O Bloco de Esquerda (BE) endureceu na noite desta segunda-feira o seu discurso contra o Governo na luta pela abertura dos concursos para a regularização dos precários do Estado, que “já deviam ter começado em meados de Fevereiro” e ainda não abriram. Catarina Martins deu mesmo um prazo a António Costa: “O mês de Março não pode acabar sem a abertura dos concursos para os precários do Estado.”

Com as jornadas parlamentares do BE a decorrerem no distrito de Leiria, o tema tinha de vir ao debate. Até porque foi ali que, em 2016, o BE se juntou à luta dos Trabalhadores do Movimento de Precários do Centro Hospitalar do Oeste, que conseguiram ganhar a batalha e tiveram a garantia de que passariam a ter um contrato directo.

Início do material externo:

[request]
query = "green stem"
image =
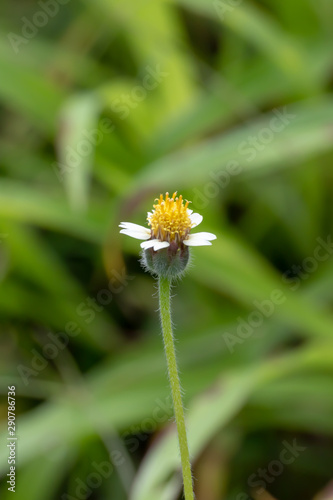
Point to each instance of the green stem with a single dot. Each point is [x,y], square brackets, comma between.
[165,312]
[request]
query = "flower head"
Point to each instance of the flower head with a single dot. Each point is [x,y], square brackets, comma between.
[170,224]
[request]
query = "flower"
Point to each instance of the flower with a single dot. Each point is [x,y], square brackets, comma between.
[170,224]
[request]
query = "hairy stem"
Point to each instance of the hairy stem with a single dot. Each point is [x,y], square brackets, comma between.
[165,312]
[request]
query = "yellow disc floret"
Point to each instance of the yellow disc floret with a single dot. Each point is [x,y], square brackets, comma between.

A coordenadora nacional do BE revelou mesmo, num jantar que reuniu cerca de 150 pessoas nas Caldas da Rainha, que as questões laborais “foram as que mais dividiram o PS e o BE”, dois dos partidos que levaram à constituição da chamada “geringonça”, a par do PCP e Os Verdes. Uma questão que, acrescentou, “continua hoje a ser difícil”. “Isto não foi fácil nunca.”

Numa altura em o BE reclama alterações à legislação laboral, Catarina Martins diz que “não vai ser possível continuar a recuperar salários e pensões” se não houver alterações nesta legislação. "Alterar a legislação laboral é essencial e aqui não pode haver impossíveis", afirmou.

Mas o foco da líder do BE foi para a regularização dos contratos dos precários do Estado que, segundo a lei aprovada na Assembleia da República, deveriam ter os concursos abertos “em meados de Fevereiro e ainda não começaram”, insistiu.

Catarina Martins diz mesmo que há violações a lei, como o despedimento de trabalhadores antes do processo da abertura dos concursos. E acrescentou até que “há dirigentes da função pública a boicotar a regularização dos contratos dos precários do Estado”.

“A regularização dos precários da Função Pública é um ponto central e tem de acontecer”, avisou."O Governo tem de ser claro: a lei é o que vale e os dirigentes têm de obedecer à lei e regularizar os precários da Administração Pública", acrescentou.

Carla Jorge, porta-voz dos trabalhadores precários do Centro Hospitalar do Oeste também interveio durante o jantar, no qual estiveram muitos dos seus colegas, para enaltecer a luta do movimento e agradecer o apoio do BE. Disse, porém, que a luta ainda não chegou ao fim.